In 1926, Beckett produced a body of work that was radically different from the prevailing approach of Australian artists to the landscape. These works were painted at Naringal Station, a Western District property south-west of Ballarat, owned by William Rowe, the brother of Beckett’s artist friend Maud Rowe. For approximately five months Beckett worked in a dedicated studio, located on the upper level of the property’s shearing shed, with views across expansive pastoral fields.

The paintings produced at Naringal are infused with a sense of interiority and quietude: they conjure the reflective, solitary artist working in the near silence of the pastoral setting. Only nine Naringal paintings are known to exist from an estimated 80 to 100 Beckett is thought to have painted during this concentrated period: approximately thirty were acquired by the Rowe family and destroyed in the fire that engulfed the property in 1944.

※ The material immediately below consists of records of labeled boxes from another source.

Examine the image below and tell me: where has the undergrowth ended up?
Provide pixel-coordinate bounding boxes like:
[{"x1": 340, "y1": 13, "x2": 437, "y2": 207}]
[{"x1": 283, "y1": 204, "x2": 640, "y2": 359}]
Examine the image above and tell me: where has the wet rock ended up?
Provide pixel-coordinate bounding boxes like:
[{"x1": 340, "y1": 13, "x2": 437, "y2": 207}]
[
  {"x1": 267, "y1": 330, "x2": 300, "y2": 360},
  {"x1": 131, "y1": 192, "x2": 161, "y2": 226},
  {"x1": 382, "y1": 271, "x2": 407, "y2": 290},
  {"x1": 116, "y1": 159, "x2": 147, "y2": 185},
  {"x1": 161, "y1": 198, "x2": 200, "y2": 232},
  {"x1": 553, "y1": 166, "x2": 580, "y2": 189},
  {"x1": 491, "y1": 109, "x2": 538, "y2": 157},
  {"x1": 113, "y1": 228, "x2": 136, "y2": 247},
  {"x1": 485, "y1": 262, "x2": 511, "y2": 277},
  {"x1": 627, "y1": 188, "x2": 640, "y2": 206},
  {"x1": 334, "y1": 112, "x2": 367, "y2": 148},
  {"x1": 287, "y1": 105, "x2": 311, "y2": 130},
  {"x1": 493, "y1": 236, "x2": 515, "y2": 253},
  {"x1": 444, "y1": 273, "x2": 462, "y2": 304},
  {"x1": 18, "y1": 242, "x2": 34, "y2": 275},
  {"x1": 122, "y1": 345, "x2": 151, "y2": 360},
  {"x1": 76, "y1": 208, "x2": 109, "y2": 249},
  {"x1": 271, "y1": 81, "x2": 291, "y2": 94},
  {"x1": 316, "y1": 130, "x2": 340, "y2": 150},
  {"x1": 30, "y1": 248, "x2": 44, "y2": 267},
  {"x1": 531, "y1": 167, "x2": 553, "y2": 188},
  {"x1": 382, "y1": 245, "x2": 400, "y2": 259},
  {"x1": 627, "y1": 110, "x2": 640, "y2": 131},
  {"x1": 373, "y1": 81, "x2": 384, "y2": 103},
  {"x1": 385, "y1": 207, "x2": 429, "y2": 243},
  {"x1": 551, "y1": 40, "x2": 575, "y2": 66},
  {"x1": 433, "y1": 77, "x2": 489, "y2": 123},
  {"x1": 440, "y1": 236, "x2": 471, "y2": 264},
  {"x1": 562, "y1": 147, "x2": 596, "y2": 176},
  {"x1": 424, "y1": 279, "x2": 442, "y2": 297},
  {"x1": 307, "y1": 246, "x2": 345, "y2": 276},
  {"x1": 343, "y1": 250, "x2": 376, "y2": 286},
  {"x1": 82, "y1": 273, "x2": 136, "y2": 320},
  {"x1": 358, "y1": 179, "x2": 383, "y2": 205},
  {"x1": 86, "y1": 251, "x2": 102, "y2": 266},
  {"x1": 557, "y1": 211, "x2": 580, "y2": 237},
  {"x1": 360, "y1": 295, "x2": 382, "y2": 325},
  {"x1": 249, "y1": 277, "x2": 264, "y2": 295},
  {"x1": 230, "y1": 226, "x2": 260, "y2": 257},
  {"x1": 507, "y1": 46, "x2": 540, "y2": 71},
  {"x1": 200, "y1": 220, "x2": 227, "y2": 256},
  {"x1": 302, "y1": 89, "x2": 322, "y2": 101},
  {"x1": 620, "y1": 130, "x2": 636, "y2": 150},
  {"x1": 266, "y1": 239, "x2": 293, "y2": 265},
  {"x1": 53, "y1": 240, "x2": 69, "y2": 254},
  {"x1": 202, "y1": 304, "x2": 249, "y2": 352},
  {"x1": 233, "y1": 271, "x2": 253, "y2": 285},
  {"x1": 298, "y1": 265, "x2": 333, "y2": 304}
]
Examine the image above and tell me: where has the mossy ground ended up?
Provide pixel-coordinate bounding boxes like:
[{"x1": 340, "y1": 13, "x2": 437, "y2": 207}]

In the few extant Naringal works that we can see today (five of which are exhibited here), Beckett infused the silence and solitude of the pastoral setting into a remarkable series that adds thought-provoking aesthetic and conceptual complexity to her oeuvre. Decades after they were painted, Geelong-born artist and critic Ian Burn stated (in 1990) that the Naringal works ‘remain unique within Australian art’, while art historian Terry Smith identified Beckett’s layered tonal gradations as precursors to the 1950s–60s abstraction of American artist Mark Rothko.